The team is led by microbiologist Robert Abramovitch from Michigan State University. According to Michigan State University Today, he screened more than 500,000 compounds in the lab and found artemisinin is capable of blocking a defensive mechanism used by the TB-causing bacterium, Mycobacterium tuberculosis (Mtb).

According to Science Alert, Abramovitch said dormat TB bacteria became highly tolerant of antibiotics. Blocking such a dormancy can make the bacteria more sensitive to these drugs. Mtb needs oxygen to thrive in its human hosts, so one of the things the immune system does is to deprive it of oxygen, creating what is called a granuloma.

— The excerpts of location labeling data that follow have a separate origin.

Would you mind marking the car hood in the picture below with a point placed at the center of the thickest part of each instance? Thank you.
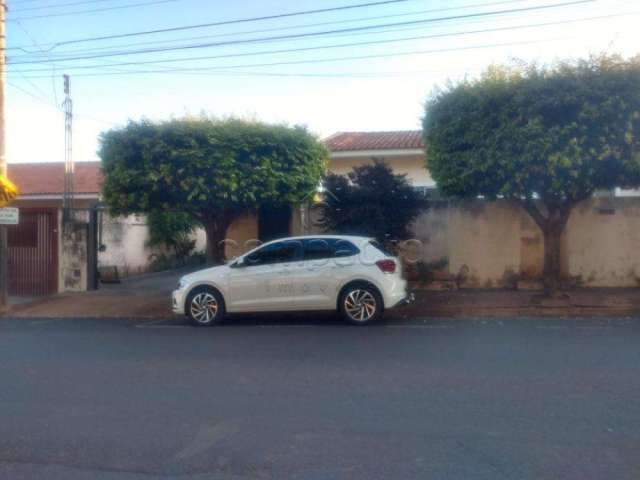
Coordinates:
(208, 274)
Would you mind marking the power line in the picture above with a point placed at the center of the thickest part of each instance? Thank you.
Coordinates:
(96, 10)
(291, 27)
(56, 107)
(342, 45)
(53, 67)
(60, 5)
(314, 61)
(227, 22)
(308, 34)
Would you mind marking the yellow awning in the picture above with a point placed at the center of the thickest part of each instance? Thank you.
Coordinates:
(8, 191)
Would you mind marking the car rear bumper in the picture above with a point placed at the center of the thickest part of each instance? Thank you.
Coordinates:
(408, 299)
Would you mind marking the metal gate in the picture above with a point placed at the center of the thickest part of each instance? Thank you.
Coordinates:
(33, 253)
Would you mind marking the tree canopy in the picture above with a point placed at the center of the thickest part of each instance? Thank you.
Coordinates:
(214, 170)
(546, 137)
(370, 200)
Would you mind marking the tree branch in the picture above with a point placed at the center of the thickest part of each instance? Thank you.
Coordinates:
(531, 208)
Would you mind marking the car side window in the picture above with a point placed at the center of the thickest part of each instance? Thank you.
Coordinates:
(279, 252)
(323, 248)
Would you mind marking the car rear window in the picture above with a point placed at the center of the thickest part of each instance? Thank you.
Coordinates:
(378, 246)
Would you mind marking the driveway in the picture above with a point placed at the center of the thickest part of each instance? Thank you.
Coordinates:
(455, 399)
(144, 296)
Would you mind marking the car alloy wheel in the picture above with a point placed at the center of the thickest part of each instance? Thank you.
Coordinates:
(360, 305)
(204, 308)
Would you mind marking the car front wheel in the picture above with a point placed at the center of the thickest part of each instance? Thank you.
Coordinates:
(360, 304)
(205, 307)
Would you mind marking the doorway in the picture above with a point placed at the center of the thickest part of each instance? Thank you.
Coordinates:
(274, 222)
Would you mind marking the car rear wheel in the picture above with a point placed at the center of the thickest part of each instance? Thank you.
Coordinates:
(361, 304)
(205, 307)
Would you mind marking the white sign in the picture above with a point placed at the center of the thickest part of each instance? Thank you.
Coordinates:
(9, 216)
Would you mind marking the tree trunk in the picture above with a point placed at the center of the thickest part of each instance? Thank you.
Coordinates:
(216, 230)
(552, 223)
(552, 274)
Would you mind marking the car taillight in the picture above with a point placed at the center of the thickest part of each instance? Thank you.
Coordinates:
(387, 266)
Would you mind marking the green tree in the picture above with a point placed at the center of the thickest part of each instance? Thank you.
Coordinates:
(370, 200)
(173, 230)
(544, 137)
(213, 170)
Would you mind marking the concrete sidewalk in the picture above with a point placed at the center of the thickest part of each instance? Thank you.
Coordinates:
(148, 296)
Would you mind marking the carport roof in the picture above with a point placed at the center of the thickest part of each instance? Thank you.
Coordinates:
(47, 178)
(393, 140)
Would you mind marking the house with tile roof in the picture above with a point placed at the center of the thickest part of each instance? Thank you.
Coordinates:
(403, 150)
(46, 259)
(61, 263)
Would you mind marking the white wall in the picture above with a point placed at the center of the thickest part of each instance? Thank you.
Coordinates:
(413, 166)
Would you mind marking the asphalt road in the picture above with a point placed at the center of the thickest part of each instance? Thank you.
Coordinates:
(305, 398)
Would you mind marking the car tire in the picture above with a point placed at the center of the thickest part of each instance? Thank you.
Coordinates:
(205, 307)
(360, 304)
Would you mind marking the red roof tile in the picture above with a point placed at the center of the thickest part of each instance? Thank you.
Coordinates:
(48, 178)
(398, 140)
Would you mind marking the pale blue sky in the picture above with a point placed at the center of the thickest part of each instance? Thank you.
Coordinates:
(311, 87)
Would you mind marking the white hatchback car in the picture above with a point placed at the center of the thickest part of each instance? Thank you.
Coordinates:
(353, 275)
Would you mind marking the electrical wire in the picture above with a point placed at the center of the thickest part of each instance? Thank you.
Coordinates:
(290, 27)
(315, 61)
(307, 34)
(96, 10)
(227, 22)
(342, 45)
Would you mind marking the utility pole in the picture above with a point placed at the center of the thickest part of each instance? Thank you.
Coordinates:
(69, 168)
(4, 252)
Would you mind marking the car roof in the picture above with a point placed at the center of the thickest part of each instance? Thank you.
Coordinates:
(353, 238)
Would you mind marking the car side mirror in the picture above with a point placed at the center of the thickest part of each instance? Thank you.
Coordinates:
(238, 263)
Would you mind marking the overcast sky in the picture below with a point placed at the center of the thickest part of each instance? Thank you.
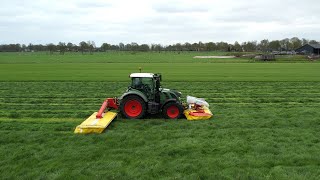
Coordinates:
(162, 21)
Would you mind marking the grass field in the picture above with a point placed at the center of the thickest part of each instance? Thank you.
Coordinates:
(265, 126)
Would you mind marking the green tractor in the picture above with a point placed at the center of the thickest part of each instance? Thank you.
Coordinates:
(145, 95)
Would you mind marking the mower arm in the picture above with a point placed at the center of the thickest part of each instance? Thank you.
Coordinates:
(108, 103)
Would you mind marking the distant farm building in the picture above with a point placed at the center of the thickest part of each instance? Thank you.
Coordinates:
(309, 49)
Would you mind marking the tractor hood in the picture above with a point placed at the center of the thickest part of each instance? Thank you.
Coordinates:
(174, 92)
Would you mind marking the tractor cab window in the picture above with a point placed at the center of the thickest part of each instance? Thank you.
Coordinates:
(145, 84)
(136, 83)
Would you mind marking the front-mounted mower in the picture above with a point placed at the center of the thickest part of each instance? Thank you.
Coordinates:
(145, 96)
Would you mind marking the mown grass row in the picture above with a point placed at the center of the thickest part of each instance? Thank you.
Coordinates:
(79, 99)
(134, 57)
(267, 130)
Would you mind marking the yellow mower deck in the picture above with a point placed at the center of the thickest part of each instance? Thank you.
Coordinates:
(192, 114)
(94, 125)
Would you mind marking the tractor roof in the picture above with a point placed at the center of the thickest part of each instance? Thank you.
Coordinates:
(150, 75)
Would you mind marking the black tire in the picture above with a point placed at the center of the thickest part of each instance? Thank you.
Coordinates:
(172, 110)
(129, 111)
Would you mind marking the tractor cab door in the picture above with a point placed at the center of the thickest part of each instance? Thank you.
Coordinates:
(145, 85)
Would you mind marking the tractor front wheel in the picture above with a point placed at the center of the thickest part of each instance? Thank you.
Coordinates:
(133, 107)
(172, 110)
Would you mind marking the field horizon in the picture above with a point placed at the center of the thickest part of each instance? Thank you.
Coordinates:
(265, 123)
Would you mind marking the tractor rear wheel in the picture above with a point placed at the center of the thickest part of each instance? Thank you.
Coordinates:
(172, 110)
(133, 107)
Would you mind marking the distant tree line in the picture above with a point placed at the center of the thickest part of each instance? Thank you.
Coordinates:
(90, 47)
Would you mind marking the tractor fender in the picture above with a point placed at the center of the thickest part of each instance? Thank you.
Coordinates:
(137, 93)
(167, 101)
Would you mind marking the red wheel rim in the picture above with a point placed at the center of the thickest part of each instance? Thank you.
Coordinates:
(133, 108)
(173, 111)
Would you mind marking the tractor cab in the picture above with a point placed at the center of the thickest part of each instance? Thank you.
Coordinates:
(147, 83)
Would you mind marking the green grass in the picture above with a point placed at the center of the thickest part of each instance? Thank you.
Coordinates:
(265, 125)
(134, 57)
(171, 72)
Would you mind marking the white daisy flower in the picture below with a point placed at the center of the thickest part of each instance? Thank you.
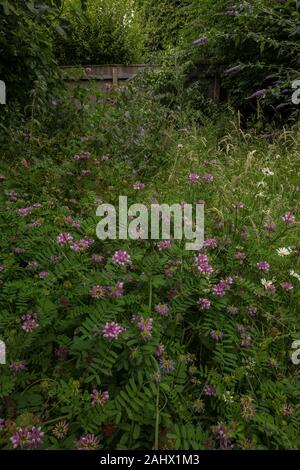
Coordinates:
(267, 172)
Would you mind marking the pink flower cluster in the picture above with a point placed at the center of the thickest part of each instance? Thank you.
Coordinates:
(29, 322)
(145, 325)
(117, 290)
(112, 330)
(64, 238)
(121, 258)
(98, 397)
(70, 221)
(193, 177)
(202, 264)
(210, 243)
(27, 438)
(288, 218)
(82, 245)
(263, 266)
(162, 309)
(98, 292)
(89, 442)
(85, 155)
(24, 211)
(138, 186)
(222, 287)
(204, 304)
(164, 245)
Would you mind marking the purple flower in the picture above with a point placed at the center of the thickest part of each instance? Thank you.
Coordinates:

Unfortunately, this doesn't kill Mtb as it switches into a "survival mode," that essentially protects it from low-oxygen environments.

The idea then is to find a compound to prevent Mtb from sensing oxygen deprivation. The idea was to stop bacteria from being dormant so that it would be more susceptible to antibiotics.

Abramovitch and his team found six different chemical inhibitor molecules that target Mtb's oxygen sensor in a lot of ways.

In the case of artemisinin, the compound attacks an Mtb molecule called heme that, when disrupted, effectively turns Mtb's oxygen sensor off. This can hypothetically increase the bacteria's vulnerability to TB treatments.

In other words, artemisinin could speed up the delivery of antibiotics, and the shorter treatment window could be all the different patients need.

This is important as not a lot of patients stick through the long process of treating TB. Sadly, incomplete therapy may play a big role in the evolution of the disease.

The usage of artemisinin to combat Mtb is a good start, though tests on humans are a long way away as they have to test the efficacy of the method first. However, this can be a good start in treating Mtb, which currently has two-billion people infected.